An interview with Kenneth Roth, the executive director of Human Rights Watch. Roth describes how his organization is trying to pressure the U.S. to wage as humanitarian a war as possible. To this end, HRW has not taken a position for or against a war, but rather on how a possible war should be waged. But this raises the question of to what extent the U.S. is still concerned with international humanitarian law. As Michael Byers of Duke University warns, "some U.S. politicians have begun to think of war, not as the high-risk recourse of last resort, but as an attractive foreign policy option in times of domestic scandal or economic decline... When war is seen as an ordinary tool of foreign policy - 'politics by other means' - political and financial considerations impinge on the balance between military necessity and humanitarian concerns."
posted by homunculus on Mar 10, 2003 - 10 comments

An estimated 300,000 people have fled across the Congolese/Rwandan border to escape lava flow from the recently erupted Mt Nyiragongo volcano. Many are thought to have died, but this mass movement has prompted fears that a much larger humanitarian disaster may be imminent.
More photographs here, map of the region here.

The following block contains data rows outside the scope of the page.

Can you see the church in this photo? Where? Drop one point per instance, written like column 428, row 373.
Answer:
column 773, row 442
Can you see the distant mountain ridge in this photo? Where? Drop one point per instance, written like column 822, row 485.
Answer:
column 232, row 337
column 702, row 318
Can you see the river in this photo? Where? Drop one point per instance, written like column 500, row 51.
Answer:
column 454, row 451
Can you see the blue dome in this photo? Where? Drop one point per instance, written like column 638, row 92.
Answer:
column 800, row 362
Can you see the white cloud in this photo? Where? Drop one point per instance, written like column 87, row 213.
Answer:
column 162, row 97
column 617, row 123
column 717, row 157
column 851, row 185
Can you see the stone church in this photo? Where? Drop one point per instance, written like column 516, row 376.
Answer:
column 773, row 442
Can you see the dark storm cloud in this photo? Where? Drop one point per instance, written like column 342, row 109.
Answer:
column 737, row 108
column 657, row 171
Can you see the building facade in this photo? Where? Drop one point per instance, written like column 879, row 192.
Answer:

posted by davehat on Jan 18, 2002 - 4 comments

Love Bomb! Finally, a creative idea for the "New War." Granted, it wouldn't solve the whole mess, but it might be a step in the right direction. It sure wouldn't make us any new enemies. "A panel of four Williams College professors urged restraint in the so-called war on terrorism Monday, with one of them calling upon America to bomb Afghanistan not with explosives but with food and medical supplies. Anthropology professor David Edwards, speaking during a public forum at Chapin Hall, said airlifts similar to those provided to West Berlin by the United States and Britain in 1948 and 1949 could prove a public relations coup and an unexpected blow to terrorist Osama bin Ladin, in a country wracked by starvation, civil war and oppression. "Bin Laden expects us to strike with military force. It's what he's prepared for. In dealing with terrorism, you have to do the unexpected," said Edwards, an expert on Afghanistan who was joined on the panel by political science professors Marc Lynch, Gary Jacobsohn and James McAllister."